Readers of the first issue of volume 60 of the Journal of African History will be pleased to learn that they do not need to choose between work and happiness to keep up with current historical scholarship on the African continent. As the title of Keri Lambert’s insightful article on the Cold War politics of agricultural development in Kwame Nkrumah's Ghana suggests, they can have both. Nor did children in Cote d'Ivoire need to choose between going to school and watching television, as Elisa Prosperetti demonstrates. Rather, the Ivorian state pioneered teaching through television, in a vast and ultimately unsuccessful modernizing experiment. The early ambitions of neighboring postcolonial states provide a common theme linking these two articles.

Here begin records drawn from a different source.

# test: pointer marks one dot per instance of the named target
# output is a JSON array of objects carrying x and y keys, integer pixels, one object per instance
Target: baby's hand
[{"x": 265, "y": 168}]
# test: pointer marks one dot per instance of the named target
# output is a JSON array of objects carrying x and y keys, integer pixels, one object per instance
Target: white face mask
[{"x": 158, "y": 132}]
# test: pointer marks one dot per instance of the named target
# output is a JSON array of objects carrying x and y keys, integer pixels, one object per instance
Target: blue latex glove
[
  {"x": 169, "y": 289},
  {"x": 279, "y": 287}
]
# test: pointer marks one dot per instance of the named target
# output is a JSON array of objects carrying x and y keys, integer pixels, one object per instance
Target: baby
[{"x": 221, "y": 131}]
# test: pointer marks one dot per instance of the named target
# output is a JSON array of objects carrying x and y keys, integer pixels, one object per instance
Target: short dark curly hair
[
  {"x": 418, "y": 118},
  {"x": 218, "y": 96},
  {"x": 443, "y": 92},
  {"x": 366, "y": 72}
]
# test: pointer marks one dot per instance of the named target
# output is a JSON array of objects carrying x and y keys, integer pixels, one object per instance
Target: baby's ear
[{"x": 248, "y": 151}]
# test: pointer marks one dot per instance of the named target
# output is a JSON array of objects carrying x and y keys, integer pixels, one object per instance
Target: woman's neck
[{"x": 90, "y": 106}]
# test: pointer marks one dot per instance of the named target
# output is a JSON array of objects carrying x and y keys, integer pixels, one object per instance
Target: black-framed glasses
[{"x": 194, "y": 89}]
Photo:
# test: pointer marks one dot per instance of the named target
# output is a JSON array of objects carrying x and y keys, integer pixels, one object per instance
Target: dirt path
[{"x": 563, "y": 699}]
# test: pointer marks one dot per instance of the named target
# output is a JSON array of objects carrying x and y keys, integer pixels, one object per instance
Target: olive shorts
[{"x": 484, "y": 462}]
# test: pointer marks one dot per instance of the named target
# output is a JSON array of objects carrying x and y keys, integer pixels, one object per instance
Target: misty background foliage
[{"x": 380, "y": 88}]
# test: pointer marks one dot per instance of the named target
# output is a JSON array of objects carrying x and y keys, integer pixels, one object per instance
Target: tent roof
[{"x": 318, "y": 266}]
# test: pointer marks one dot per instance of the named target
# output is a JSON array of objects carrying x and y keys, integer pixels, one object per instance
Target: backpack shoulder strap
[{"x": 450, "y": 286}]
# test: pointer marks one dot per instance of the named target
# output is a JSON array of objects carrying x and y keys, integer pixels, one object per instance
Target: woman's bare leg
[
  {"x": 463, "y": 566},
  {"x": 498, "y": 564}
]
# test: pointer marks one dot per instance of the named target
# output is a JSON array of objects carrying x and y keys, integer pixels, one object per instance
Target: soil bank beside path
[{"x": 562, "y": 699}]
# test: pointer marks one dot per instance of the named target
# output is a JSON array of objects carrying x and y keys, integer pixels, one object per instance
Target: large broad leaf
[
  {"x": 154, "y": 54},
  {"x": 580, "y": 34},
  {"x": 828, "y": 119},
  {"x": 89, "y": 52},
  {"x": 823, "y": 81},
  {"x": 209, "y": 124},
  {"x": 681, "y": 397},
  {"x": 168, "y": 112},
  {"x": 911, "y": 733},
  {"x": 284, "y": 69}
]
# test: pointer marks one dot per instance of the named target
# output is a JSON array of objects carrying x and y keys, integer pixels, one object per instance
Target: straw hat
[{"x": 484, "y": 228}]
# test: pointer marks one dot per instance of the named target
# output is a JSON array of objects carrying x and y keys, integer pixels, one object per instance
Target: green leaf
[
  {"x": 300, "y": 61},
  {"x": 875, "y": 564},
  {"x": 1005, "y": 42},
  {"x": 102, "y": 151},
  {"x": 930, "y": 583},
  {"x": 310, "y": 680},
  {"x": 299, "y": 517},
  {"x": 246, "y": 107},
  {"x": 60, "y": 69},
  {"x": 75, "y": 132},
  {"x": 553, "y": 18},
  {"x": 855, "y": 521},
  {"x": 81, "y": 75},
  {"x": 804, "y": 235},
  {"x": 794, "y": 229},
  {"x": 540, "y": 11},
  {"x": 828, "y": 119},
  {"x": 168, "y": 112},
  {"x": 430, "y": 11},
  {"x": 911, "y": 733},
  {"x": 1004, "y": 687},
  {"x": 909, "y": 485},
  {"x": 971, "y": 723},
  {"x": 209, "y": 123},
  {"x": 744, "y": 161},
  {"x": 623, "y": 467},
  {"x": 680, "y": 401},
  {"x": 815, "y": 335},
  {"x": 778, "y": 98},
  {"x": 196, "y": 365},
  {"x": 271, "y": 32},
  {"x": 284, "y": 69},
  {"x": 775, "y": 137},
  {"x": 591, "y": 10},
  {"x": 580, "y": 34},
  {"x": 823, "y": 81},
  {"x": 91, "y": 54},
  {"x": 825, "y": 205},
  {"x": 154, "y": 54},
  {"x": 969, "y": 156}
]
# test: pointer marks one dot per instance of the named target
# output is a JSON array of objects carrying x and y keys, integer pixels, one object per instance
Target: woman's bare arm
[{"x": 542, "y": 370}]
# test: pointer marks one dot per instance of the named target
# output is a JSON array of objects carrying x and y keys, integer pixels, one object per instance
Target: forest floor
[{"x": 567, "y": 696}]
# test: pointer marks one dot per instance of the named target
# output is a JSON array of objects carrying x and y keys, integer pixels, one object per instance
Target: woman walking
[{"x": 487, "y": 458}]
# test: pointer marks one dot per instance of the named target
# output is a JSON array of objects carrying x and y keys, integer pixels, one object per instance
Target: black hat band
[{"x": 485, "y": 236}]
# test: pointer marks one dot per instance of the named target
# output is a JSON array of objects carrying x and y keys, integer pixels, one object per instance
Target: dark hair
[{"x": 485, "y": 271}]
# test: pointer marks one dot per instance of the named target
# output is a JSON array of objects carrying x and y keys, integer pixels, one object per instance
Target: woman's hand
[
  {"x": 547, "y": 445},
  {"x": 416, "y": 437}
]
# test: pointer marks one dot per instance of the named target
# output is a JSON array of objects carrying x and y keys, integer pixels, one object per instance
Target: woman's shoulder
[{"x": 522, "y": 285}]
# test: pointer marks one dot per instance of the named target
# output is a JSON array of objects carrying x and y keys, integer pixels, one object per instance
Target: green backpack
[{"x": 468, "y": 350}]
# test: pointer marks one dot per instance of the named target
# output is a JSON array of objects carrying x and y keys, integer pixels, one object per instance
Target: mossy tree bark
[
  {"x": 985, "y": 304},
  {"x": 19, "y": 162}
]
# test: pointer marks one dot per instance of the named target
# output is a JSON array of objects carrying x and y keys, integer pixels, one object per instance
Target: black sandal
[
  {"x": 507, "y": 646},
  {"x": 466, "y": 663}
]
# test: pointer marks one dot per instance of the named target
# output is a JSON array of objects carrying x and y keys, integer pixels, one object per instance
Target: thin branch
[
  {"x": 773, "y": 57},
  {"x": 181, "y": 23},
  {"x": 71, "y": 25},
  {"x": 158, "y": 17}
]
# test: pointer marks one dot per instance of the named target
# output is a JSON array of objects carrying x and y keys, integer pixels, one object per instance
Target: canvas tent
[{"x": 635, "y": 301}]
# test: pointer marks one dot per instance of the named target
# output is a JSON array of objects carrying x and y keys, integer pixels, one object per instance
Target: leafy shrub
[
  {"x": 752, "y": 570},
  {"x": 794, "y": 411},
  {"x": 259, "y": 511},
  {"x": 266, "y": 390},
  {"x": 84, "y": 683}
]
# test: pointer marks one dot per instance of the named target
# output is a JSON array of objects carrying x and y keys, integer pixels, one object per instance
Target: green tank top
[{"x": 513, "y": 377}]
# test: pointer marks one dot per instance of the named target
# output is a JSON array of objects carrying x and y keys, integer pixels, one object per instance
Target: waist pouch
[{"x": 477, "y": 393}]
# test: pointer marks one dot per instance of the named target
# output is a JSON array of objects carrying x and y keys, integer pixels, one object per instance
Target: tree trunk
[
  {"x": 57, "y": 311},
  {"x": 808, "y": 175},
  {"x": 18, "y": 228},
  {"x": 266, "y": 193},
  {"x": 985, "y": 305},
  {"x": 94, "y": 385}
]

In a pair of essays on southern Africa a century earlier, deeply researched articles by Hlonipha Mokoena and Ettore Morelli demonstrate divergent approaches to the continent's past. Both contest historical paradigms and previous scholarship. Mokoena offers an incisive re-reading of a key text in which John W. Colenso relied on a nuanced understanding of Zulu law to defend Langalibalele against accusations of rebellion against the British Crown. She interrogates the nature of Colenso's authority and the motivations behind the poor reception of his argument. Morelli, on the other hand, draws on a wide body of sources, mostly those of less-than sympathetic missionaries, to offer a novel re-interpretation of forms of social subordination on the Southern African Highveld. Read together, this pair of articles suggests that debates over this period of the South African past are far from being settled.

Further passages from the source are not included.